Modified Live Attenuated Influenza B Virus Vaccines and Sex-driven Differences on Humoral Immune Responses in the DBA/2J Mouse Model

Influenza B virus (FLUBV) is a major respiratory pathogen of humans. Seasonal influenza vaccines include either one or both FLUBV lineage strains, Victoria, and Yamagata. Vaccine mismatch occurs frequently, particularly in countries where vaccines contain only one of the lineages. We have previously described the safety and efficacy of modified live attenuated FLUBV vaccines based on either virus with rearranged genomes (FluB-RAM and FluB-RANS) or carrying a PB1 segment with a combination of temperature sensitive mutations and a C-terminal HA tag (FluB-att).
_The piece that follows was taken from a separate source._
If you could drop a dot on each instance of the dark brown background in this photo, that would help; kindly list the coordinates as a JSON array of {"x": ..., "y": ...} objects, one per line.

We compared side by side the immunological responses in female and male DBA/2J mice vaccinated with either one of these vaccines and those with isogenic backbones containing a chimeric HA segment carrying an N-terminal IgA inducing peptide (IGIP). Recombinant viruses with or without the IGIP modification were genetically stable over multiple passages in eggs. In mice, introduction of IGIP improved attenuation of the vaccine candidates, particularly for the FluB-RAM/IGIP compared with the non-IGIP FluB-RAM counterpart. In a prime-boost regimen, mice were completely protected against lethal challenge with a homologous FLUBV strain. Recombinant viruses induced neutralizing antibodies with hemagglutination inhibition titers ≥40. Antibodies against NA and NP were readily detected. Compared to male mice and regardless of the vaccine used, female mice showed a clear trend towards enhanced humoral and cross-reactive IgG and IgA anti-HA responses as well as against NA and NP. The presence of IGIP in the vaccine resulted in an overall trend towards reduced anti-HA responses but enhanced anti-NA and anti-NP responses, particularly of the IgA isotype. Mucosal and serological responses two weeks after challenge showed similar trends with clear differences observed based on sex, vaccine backbone, and whether the vaccine carried the IGIP modification. These findings are significant for the development of universal influenza vaccines.